Now, the most obvious solution is to just go back to the one-bid-per-conference rule. But that’s obviously not going to happen. A second option would be to ban the conference tournament. Also not going to happen, and has the added problem of not solving anything at the BCS level, since all those conferences have multiple teams as locks for the NCAA tournament before the conference tournament even begins. What you need is a way to revitalize the regular season in the big and small conferences, without killing the conference tournaments.
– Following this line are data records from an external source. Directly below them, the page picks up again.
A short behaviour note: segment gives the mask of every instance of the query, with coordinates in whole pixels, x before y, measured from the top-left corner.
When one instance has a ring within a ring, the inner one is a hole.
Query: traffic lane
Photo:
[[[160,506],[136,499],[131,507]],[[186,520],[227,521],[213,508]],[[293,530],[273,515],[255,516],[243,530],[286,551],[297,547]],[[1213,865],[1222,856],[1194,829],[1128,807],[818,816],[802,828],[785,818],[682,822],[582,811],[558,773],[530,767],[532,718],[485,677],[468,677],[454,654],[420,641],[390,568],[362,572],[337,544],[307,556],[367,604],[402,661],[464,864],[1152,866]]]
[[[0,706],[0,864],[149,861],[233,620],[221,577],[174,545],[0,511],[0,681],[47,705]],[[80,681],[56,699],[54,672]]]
Solution: automatic bids, and automatic first-round byes for regular-seasons conference champions. You heard me. Give both the Big East champ and the America East champ a first round bye in the NCAA tournament. Before we address the issue of small-conference champs getting byes, let’s talk about the math. It’s ridiculously simple. Right now you have 31 conferences with an automatic bid, and 37 at large bids, for a 68 team field. All you’d do here is give out 31 bids/byes to the regular season champs, 31 bids to the conference tourney champs, and 34 at-large bids. If a team won both the regular season and conference tourney title, then that’s one less conference tourney bid and one more at large bid (see below for the problems this creates.) Then you have 32 byes (for the regular season champs plus, say, the single-best non-champ), and a first round that features all the at-large bids and all the conference tourney champs that didn’t win their regular season.
Positives: a renewed emphasis on the regular season, in both small and big conferences. An expanded tournament tournament, but one that doesn’t favor the BCS schools. Continued meaning for the conference tournaments, and thus the possibilities for teams that were not good during the regular season. Negatives: an expanded tournament, which many do not like. First round byes for obviously inferior teams. Weird incentives for conferences to either get numerically smaller, or to rig their conference tournaments.
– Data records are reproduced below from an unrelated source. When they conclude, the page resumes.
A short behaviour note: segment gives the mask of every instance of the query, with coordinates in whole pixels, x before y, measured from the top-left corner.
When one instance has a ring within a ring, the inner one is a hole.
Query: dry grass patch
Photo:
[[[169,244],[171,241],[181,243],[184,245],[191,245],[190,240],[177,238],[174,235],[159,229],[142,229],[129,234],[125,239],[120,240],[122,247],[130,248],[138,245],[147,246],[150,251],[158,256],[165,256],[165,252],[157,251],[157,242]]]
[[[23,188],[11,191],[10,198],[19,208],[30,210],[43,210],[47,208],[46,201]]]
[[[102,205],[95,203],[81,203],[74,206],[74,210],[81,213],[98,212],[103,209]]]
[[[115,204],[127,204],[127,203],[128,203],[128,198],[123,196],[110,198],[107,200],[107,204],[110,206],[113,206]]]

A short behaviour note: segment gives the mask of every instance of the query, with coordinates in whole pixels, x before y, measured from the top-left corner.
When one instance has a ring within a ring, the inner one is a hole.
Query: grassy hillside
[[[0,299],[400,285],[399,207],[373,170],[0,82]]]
It’s the last point I want to take up here, because I know someone will bring it up if I don’t. Syracuse won the Big East. Under this system, isn’t it in the Big East’s interest to have them not win the conference tournament? Yes, but that’s already the case. We don’t see conferences tanking their tournaments to get an extra team in the NCAA tournament that otherwise would not have made it, do we? No we do not. Now, this could potentially be a problem in the lower conferences, since it could mean the difference between one bid and two bids every single time. A remedy for this might be to preference teams who win both their regular-season and conference tournament with seeding consideration.
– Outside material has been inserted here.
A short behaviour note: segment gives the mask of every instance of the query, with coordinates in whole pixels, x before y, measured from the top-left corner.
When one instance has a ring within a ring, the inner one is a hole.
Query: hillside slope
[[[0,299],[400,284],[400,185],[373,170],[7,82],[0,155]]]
Another objection might be that we’re biasing the system toward the smaller conferences. In effect, we’re giving regular season champs in the small conferences byes, while making the at-large teams from the bigger conferences play an extra round. To which I say: that’s a fair trade in my book. If all the BCS at-large teams have to play a small conference tournament champ, or another at-large team in the first round, that’s a very small contribution to be made in order to fix the entire regular season of college basketball. Think about it: when was the last time anyone really cared what happened on the last weekend of the regular season? Unless you follow Ivy League hoops, you probably can’t think of it. This would change all that. And it would be a change for the better.